Anyone with an ounce of packrat in them loves an auction house, says Ross. Kilshaw’s draws more than 1,000 people through its doors in a typical week, including 300 or so buyers and sellers taking part in the regular Thursday-night auctions. Some 21,000 lots — each of which may include dozens of smaller items — were sold at Kilshaw’s last year.

From art history to auctioneer — how did that come about?

I’d designed a community-education course on antiques and collectibles and was teaching in Victoria. I’d bring my students to Kilshaw’s, and Don would walk us through the auction process. When he called me about a job, I started out doing cataloguing. It wasn’t long before he said, “Why not try auctioneering?” Then I started coming up with some suggestions about the business — “Don, I’ve been thinking…” — and he was really open to making changes. We made a very smooth transition into me becoming owner in 2006.

Is there anything distinctive about the Victoria auction scene?

Interesting people have interesting items, and we tend to have a lot of interesting people living here. So we have an anomaly of phenomenal items appearing regularly. The people who retire here often have high educations and good incomes, and the things they bring with them to Victoria are exceptional. It’s unbelievable what little old Victoria has.

What ones stand out in your mind?

We sold a beautiful art-deco nude. She didn’t sell for a fortune, maybe $12,000, but she was just gorgeous. I think one of the most exciting was a painting of Czar Alexander III. We don’t see a lot of Imperial Russia items showing up here, and this one was a more personal portrait by the artist who taught the czar’s children to paint. I was in contact with galleries all over Europe about that painting. One of the auction houses in London told me I was “off my rocker” for setting a price of $50,000 to $100,000. Then it sold for $80,000 — kind of nice to show the big boys how it works!

How did a painting like that end up for auction in Victoria?

One of the things I do is written evaluations for estates, divorces, that sort of thing. I did one for a local lawyer handling an estate where there was no family to inherit, and this painting came to auction. It ended up being bought by a lovely couple who own a gallery in Tallinn, Estonia. What made it even more special for me was that my mom wanted to go on a cruise in Europe and I was her escort, and one of the stops was Tallinn. I e-mailed the buyers and was able to visit their gallery and see the painting.

Have TV programs like Antiques Road Show affected the business?

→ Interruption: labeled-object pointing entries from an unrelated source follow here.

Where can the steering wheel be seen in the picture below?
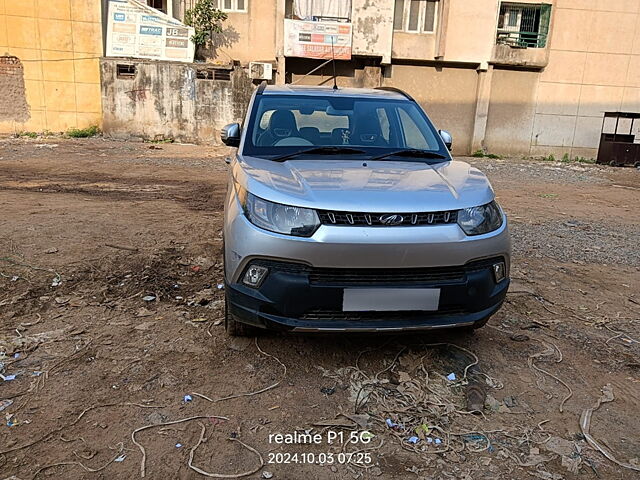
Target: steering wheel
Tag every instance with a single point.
(293, 142)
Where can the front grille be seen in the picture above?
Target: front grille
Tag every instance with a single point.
(384, 276)
(336, 315)
(328, 217)
(378, 276)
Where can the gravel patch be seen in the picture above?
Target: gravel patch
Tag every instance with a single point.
(538, 171)
(578, 242)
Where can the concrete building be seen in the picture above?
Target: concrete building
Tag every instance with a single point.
(521, 77)
(49, 65)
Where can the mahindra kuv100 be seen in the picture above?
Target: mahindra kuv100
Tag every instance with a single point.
(346, 212)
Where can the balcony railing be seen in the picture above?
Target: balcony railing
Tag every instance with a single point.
(521, 39)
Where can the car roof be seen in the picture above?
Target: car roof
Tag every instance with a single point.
(306, 90)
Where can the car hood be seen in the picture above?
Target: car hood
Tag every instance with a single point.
(365, 186)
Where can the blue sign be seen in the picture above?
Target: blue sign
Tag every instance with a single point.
(146, 30)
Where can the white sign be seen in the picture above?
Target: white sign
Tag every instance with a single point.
(314, 39)
(136, 30)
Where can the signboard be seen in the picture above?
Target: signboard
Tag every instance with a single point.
(313, 39)
(136, 30)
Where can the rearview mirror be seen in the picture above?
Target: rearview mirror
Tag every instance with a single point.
(230, 134)
(446, 138)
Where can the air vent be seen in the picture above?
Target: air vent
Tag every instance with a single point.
(387, 219)
(125, 71)
(222, 74)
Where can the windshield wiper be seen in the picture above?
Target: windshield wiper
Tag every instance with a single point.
(411, 152)
(320, 151)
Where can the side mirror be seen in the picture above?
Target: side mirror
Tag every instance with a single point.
(446, 138)
(230, 135)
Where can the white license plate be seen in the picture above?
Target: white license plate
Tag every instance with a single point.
(390, 299)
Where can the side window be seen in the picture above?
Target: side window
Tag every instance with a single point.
(384, 123)
(413, 137)
(264, 120)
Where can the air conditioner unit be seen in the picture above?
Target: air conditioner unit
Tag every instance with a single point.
(260, 70)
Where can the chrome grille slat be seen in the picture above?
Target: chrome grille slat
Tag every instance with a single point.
(328, 217)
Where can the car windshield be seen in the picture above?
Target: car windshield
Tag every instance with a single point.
(285, 124)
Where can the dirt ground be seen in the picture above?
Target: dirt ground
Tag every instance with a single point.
(89, 228)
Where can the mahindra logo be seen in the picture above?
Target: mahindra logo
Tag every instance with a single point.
(391, 219)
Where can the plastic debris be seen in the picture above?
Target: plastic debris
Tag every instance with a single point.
(5, 404)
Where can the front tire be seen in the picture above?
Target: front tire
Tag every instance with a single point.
(233, 327)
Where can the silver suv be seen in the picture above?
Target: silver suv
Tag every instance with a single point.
(346, 212)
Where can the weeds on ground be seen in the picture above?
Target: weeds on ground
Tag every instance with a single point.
(567, 159)
(482, 154)
(27, 134)
(91, 131)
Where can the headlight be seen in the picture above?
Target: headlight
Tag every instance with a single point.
(479, 220)
(275, 217)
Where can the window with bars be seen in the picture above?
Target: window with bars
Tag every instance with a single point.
(158, 5)
(523, 25)
(232, 5)
(418, 16)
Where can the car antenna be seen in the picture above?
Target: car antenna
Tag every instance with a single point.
(333, 62)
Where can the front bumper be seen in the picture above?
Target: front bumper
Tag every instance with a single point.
(309, 299)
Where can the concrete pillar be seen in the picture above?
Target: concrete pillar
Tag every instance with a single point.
(281, 72)
(483, 98)
(443, 25)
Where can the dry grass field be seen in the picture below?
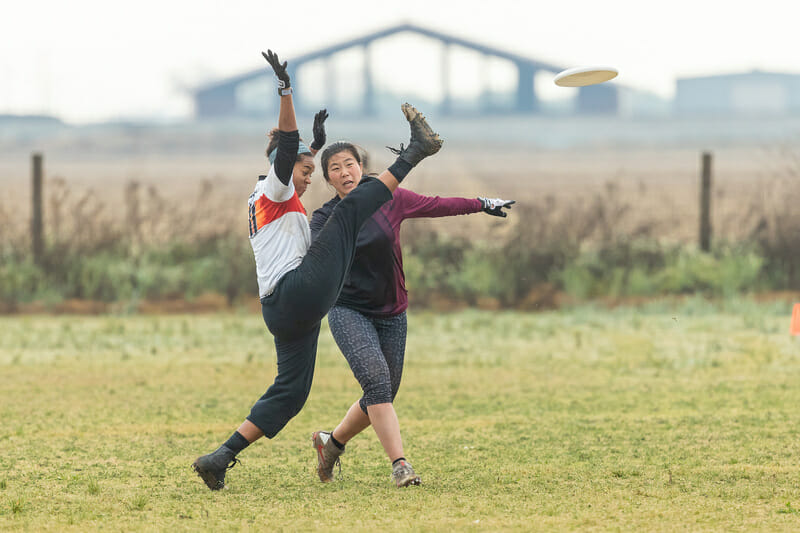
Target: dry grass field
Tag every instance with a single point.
(208, 175)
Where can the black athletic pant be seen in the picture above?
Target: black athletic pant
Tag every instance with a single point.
(302, 298)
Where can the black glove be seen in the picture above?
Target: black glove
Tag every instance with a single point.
(319, 129)
(284, 86)
(494, 206)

I think those kinds of shows have made people aware that there are treasures to be found in ordinary households, and that they need to get in touch with experts. Unfortunately, it has also led them to believe that there are special treasures in every house. But we’re definitely seeing a more informed buyer.

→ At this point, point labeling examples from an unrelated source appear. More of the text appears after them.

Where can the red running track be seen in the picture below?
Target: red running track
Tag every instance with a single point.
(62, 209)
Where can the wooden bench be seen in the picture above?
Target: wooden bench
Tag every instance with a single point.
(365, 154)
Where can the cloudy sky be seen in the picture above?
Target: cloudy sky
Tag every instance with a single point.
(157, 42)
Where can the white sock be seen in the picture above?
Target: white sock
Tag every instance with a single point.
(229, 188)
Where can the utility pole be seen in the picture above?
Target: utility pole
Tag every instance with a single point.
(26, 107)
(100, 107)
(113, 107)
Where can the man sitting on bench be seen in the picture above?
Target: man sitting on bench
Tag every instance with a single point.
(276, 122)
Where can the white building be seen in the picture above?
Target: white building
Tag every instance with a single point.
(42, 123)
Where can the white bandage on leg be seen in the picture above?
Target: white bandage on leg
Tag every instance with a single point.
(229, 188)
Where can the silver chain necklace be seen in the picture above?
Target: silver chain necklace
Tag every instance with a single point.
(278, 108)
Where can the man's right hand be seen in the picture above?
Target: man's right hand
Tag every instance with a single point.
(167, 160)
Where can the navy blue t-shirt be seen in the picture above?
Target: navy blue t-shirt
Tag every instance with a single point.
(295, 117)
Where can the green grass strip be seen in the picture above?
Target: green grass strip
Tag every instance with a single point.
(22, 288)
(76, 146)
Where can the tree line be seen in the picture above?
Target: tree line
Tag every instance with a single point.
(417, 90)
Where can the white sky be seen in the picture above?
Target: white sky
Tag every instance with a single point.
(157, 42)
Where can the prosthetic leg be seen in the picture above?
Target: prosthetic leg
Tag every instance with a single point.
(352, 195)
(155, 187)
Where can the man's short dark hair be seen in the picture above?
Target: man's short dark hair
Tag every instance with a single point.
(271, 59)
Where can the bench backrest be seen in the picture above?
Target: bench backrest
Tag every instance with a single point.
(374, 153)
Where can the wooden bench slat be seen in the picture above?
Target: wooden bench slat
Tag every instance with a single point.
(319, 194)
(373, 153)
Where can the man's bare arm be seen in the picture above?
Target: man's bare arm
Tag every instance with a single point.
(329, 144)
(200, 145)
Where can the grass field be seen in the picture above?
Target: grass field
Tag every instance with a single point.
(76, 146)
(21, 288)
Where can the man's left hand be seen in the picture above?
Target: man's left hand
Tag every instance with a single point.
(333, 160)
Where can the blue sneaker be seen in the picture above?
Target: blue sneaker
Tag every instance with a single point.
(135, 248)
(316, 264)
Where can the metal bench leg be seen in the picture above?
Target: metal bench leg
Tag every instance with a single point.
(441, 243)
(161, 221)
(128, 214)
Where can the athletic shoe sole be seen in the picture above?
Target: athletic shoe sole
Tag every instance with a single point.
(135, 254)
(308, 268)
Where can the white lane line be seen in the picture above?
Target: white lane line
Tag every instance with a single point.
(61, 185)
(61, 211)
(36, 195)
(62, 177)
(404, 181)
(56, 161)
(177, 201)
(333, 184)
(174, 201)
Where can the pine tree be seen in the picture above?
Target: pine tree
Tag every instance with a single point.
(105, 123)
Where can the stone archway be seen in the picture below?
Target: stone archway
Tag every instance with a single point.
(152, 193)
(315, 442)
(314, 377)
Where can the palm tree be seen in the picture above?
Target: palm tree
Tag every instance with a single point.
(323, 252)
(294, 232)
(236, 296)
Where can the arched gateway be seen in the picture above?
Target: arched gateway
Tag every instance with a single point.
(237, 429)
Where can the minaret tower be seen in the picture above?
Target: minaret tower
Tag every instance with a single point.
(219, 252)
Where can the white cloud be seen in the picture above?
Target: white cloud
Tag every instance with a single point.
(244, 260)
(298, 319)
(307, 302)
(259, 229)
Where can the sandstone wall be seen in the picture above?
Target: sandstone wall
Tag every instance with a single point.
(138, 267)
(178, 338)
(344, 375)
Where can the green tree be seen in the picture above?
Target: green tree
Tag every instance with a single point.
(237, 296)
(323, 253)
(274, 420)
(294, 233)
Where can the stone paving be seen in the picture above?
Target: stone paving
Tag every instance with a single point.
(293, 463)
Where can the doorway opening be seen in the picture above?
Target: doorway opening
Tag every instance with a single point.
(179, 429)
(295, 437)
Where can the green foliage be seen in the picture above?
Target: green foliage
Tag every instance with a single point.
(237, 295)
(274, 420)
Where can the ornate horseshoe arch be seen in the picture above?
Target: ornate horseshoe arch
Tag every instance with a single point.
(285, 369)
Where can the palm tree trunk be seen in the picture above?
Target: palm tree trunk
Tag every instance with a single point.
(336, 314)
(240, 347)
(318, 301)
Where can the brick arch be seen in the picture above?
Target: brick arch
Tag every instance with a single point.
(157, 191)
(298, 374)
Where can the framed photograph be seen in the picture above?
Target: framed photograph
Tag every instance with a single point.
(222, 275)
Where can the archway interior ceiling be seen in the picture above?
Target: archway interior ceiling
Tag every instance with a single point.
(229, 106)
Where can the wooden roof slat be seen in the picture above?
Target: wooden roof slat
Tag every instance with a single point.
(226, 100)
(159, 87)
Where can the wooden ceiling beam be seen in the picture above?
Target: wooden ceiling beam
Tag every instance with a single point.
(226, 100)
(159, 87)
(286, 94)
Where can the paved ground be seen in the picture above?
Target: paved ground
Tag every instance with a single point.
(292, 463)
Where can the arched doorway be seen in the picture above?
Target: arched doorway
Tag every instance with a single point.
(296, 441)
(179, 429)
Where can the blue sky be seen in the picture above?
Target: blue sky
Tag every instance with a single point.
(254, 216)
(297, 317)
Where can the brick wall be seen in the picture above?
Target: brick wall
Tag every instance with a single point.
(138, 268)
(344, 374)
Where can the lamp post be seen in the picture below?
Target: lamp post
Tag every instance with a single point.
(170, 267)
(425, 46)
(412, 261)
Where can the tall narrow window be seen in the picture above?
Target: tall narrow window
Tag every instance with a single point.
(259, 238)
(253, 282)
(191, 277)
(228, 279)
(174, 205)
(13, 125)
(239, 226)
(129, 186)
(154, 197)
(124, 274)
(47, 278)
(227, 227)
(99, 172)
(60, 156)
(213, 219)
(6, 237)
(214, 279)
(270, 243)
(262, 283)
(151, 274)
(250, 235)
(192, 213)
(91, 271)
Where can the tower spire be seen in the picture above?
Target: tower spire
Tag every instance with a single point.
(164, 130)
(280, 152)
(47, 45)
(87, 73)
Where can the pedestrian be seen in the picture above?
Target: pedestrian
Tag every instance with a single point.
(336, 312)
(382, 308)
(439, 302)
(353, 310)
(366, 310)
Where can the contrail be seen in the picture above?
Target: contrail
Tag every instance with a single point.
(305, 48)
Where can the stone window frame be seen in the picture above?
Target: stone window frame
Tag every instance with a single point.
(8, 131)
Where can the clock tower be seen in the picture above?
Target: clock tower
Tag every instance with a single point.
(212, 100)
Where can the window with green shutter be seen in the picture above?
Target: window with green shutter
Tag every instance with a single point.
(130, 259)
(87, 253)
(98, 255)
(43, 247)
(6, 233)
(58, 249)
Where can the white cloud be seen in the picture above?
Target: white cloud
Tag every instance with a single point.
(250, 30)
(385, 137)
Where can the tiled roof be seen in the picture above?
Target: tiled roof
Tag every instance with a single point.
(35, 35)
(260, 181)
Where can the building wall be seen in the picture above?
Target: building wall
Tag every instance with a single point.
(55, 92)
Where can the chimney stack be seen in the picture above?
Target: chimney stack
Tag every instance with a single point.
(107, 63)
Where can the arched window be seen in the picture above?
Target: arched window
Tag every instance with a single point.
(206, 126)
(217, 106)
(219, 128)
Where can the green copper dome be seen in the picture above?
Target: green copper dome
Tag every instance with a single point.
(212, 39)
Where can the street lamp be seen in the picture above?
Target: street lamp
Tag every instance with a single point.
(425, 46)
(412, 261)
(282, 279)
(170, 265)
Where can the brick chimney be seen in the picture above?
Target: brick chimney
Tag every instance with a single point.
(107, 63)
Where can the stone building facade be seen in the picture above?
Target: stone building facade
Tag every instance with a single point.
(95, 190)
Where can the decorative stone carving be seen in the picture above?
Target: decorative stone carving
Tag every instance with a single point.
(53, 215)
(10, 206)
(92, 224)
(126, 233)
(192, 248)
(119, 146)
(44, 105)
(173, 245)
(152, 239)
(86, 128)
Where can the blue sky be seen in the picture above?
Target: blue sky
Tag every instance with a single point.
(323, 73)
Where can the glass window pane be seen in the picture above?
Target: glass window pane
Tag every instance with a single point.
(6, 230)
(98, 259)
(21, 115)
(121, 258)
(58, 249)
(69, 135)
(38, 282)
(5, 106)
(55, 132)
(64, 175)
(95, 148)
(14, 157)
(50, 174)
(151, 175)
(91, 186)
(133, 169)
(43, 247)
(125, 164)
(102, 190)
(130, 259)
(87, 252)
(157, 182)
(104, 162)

What has surprised you about the auction business?

You deal with a lot of people in this work, and it’s not possible to please everyone. I’ve found it hard not to take somebody’s disappointment personally.

Are people emotional when they bring items in for auction?

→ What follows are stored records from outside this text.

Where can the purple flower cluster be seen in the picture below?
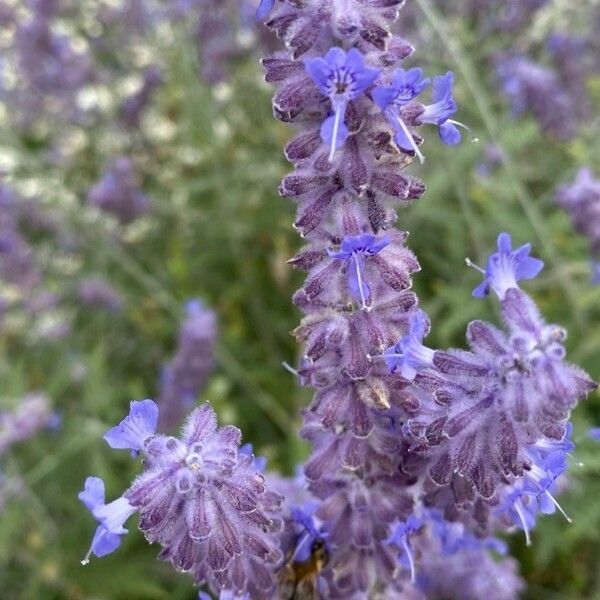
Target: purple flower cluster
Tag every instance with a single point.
(50, 71)
(395, 425)
(183, 378)
(490, 420)
(535, 88)
(118, 193)
(581, 199)
(200, 497)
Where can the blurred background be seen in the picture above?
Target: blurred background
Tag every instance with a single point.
(143, 249)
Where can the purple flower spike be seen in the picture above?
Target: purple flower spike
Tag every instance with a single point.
(342, 77)
(134, 429)
(442, 109)
(594, 433)
(506, 267)
(354, 249)
(409, 354)
(110, 517)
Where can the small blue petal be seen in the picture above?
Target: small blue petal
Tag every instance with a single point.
(449, 134)
(132, 431)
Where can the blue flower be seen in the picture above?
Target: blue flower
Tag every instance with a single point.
(354, 249)
(406, 86)
(259, 463)
(342, 77)
(400, 537)
(506, 267)
(264, 8)
(594, 433)
(311, 530)
(110, 517)
(409, 354)
(134, 429)
(442, 109)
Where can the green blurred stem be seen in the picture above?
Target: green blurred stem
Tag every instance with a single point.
(483, 105)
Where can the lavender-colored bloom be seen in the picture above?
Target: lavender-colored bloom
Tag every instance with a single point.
(136, 428)
(354, 250)
(491, 408)
(118, 193)
(581, 199)
(409, 354)
(133, 106)
(50, 72)
(264, 8)
(594, 433)
(205, 503)
(532, 87)
(442, 109)
(97, 292)
(183, 378)
(406, 86)
(31, 414)
(506, 267)
(111, 518)
(342, 77)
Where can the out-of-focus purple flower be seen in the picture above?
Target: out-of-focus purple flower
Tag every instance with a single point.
(409, 354)
(31, 414)
(50, 71)
(400, 537)
(182, 379)
(117, 192)
(532, 87)
(136, 428)
(506, 267)
(133, 106)
(594, 433)
(581, 199)
(264, 8)
(97, 292)
(111, 518)
(342, 77)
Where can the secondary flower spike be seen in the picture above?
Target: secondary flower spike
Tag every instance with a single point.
(201, 497)
(342, 77)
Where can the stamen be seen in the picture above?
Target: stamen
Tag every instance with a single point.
(562, 512)
(472, 265)
(410, 559)
(360, 281)
(410, 138)
(463, 126)
(519, 510)
(336, 127)
(289, 368)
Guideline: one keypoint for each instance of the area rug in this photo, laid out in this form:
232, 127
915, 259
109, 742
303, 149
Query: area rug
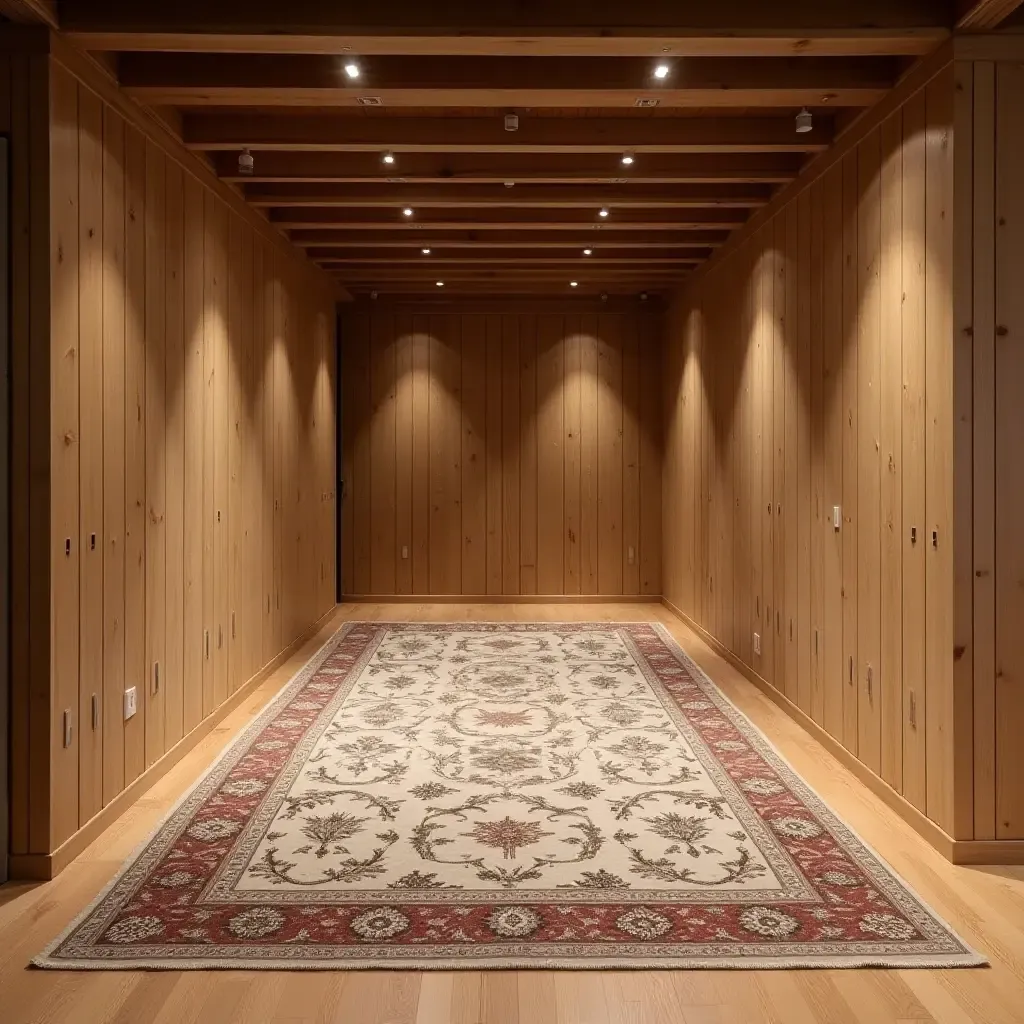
474, 795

Death, divorce — it’s rarely a good moment when we’re called in. One day, I saw seven clients and every one of them broke down in tears as I visited their homes. I hope we make it as painless as possible. People also imbue the things they live with, and sometimes it’s difficult to put a financial price on it. There are two different values you can put on things: sentimental value and auction value. Sometimes the two don’t meet.

You have a special interest in ceramics — how did that develop?

We have to know a little about everything in this business. But one big trend in collecting is all things Chinese, partly because their economy is so strong that it’s driving up prices. In particular, there’s an interest in Chinese ceramics. So I’m going to a conference next year at the Victoria and Albert Museum in London to learn more about that. Personally, though, I love jewellery. I handle every bauble that goes through this place.

Have any spectacular gems turned up?

One day, I found two diamonds, each a karat. In the one case, the ring was mixed in with a lot of costume jewellery that a woman’s son was going to have to sell to pay for her funeral. He was really upset about it. Luckily, that diamond ring paid for it all, and he got to keep the rest of the jewellery.